13日から「花祭展」 東栄町民有志が企画

2021/11/10 00:02(公開)
布川地区の花祭(2016年3月、提供)
 東栄町などで受け継がれる神事「花祭」=ことば=の意義や人々の思いを伝えようと、町民有志が「花祭展」を企画、13日に始まる。新型コロナウイルス感染防止のため、ほとんどの地区が2年連続で祭りを中止している。伝統が途絶えないようにするため、花祭会館に写真パネルや道具など展示する。来年1月9日まで。

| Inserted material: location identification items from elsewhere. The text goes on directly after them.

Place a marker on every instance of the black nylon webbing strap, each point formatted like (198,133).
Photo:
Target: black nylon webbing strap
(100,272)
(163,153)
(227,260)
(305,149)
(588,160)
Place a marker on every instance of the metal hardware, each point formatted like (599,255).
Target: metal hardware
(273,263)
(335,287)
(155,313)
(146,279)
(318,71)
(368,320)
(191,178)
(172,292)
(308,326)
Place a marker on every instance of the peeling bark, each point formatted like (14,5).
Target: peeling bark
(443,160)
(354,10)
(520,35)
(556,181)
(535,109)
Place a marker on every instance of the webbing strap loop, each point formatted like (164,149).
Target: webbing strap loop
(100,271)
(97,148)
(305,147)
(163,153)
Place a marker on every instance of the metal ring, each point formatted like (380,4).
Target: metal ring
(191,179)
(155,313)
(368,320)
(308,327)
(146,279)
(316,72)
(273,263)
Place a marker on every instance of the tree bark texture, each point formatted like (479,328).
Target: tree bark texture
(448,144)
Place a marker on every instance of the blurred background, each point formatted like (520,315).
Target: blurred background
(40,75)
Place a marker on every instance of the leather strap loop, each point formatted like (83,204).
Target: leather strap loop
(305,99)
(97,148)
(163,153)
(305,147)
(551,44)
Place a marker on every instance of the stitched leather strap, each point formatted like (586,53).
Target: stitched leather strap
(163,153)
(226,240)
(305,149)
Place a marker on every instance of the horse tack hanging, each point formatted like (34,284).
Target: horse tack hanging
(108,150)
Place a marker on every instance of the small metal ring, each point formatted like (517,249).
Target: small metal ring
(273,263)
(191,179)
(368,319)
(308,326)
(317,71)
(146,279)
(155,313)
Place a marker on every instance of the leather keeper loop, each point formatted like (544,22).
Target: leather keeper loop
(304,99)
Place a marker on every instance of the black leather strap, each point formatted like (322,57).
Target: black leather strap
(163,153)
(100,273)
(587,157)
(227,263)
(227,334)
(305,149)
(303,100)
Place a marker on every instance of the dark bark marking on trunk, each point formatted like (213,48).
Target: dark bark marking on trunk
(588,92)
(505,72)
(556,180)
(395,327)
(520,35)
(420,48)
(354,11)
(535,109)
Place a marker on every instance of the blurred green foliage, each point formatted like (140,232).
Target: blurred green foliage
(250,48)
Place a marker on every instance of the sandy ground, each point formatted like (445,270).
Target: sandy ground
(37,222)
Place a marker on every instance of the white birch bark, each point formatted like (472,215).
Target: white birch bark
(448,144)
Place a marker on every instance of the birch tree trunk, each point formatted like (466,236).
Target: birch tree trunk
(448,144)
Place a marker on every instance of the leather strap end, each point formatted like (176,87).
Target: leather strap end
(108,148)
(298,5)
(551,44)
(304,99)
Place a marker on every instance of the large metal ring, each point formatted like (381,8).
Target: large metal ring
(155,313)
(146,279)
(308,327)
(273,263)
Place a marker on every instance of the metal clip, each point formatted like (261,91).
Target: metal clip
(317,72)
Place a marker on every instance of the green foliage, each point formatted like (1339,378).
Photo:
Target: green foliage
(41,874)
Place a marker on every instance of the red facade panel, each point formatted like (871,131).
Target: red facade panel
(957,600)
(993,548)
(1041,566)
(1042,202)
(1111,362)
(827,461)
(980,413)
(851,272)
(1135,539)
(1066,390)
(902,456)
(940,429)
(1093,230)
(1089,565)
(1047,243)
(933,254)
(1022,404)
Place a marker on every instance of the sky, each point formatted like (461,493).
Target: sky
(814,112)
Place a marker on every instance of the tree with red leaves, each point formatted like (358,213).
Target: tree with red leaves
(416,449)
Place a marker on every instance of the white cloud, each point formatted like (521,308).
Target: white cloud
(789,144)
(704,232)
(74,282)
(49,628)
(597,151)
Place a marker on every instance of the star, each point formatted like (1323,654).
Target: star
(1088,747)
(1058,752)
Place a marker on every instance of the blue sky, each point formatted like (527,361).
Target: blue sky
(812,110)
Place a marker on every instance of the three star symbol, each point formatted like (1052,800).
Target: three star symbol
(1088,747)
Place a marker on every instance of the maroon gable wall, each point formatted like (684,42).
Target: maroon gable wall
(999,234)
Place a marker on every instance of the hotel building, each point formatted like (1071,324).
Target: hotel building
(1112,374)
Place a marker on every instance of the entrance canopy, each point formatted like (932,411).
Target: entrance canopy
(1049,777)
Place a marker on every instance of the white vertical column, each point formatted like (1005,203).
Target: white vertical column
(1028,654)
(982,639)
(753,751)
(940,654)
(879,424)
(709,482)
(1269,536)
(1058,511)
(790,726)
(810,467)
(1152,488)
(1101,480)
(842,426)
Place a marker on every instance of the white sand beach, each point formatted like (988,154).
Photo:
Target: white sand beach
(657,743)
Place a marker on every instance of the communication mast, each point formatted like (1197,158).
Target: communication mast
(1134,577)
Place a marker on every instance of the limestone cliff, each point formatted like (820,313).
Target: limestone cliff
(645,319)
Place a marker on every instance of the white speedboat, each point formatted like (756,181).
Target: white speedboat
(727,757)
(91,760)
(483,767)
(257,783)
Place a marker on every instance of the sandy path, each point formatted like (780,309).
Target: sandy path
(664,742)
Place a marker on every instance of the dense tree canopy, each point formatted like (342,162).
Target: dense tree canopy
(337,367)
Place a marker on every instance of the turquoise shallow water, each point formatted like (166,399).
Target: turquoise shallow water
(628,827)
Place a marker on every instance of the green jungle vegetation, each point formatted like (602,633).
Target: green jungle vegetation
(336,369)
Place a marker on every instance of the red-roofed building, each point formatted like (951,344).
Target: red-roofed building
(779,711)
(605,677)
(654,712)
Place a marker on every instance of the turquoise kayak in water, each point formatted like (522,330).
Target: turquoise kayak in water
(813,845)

 花祭は毎年11月上旬から翌年1月中旬にかけて町内10カ所で開かれる。夜通しで40種以上の舞いを披露する。各地区で「太夫」や「宮人」など配役を受けた住民が舞う。「鬼の舞」では地元住民だけでなく遠方からの観光客も声を上げながら踊りの輪に入る。しかし、コロナ禍が終息しないため、各地区は昨年に続いて中止を決めた。
 そんな中、町民有志「花祭部」が今回の展示を企画した。コロナによる巣ごもりで交流が減った今、地域と人のつながりを再び考えてもらおうと「花祭のある暮らし」を副題にした。
 展示は写真パネルがメイン。「布川」の祭本番の模様や、供え物の山芋を用意する女性の姿、田植えや稲刈りなどの風景もある。演者が履くわらじなどのほか、花祭を訪れた人が作った榊鬼の面、神事で使う鈴なども出展する。花祭を見に訪れて結ばれたカップルのエピソードの紹介なども。
 「稲作は舞の中でわらを使ったり、五穀豊穣(ほうじょう)を祈る意味を考えるために展示する」と花祭部の伊藤拓真さんは説明する。
 父と長男の3代で花祭に携わる公務員原田健史さん(36)は「演じたいという憧れから、演じるという責任感を負うようになった」と話した。
 伊藤さんは「祭りの準備から本番まで、地域には活動があった。それがコロナ禍で薄れている。花祭りという共通の話題で人のつながりを考える機会になれば」と話す。
 入館料320円。期間中、展示物の入れ替えがある。
 問い合わせは東栄町観光まちづくり協会(0536・76・1780)へ。
【安藤聡】

ことば
花祭
 鎌倉時代末期に熊野の山伏や加賀・白山の聖(ひじり)によって伝わったとされる。湯立てと清めを中心とする神事。現在は五穀豊穣などを願う祭りとなった。町内10地区で地元の人たちによって受け継がれる。1976年に国重要無形文化財に指定された。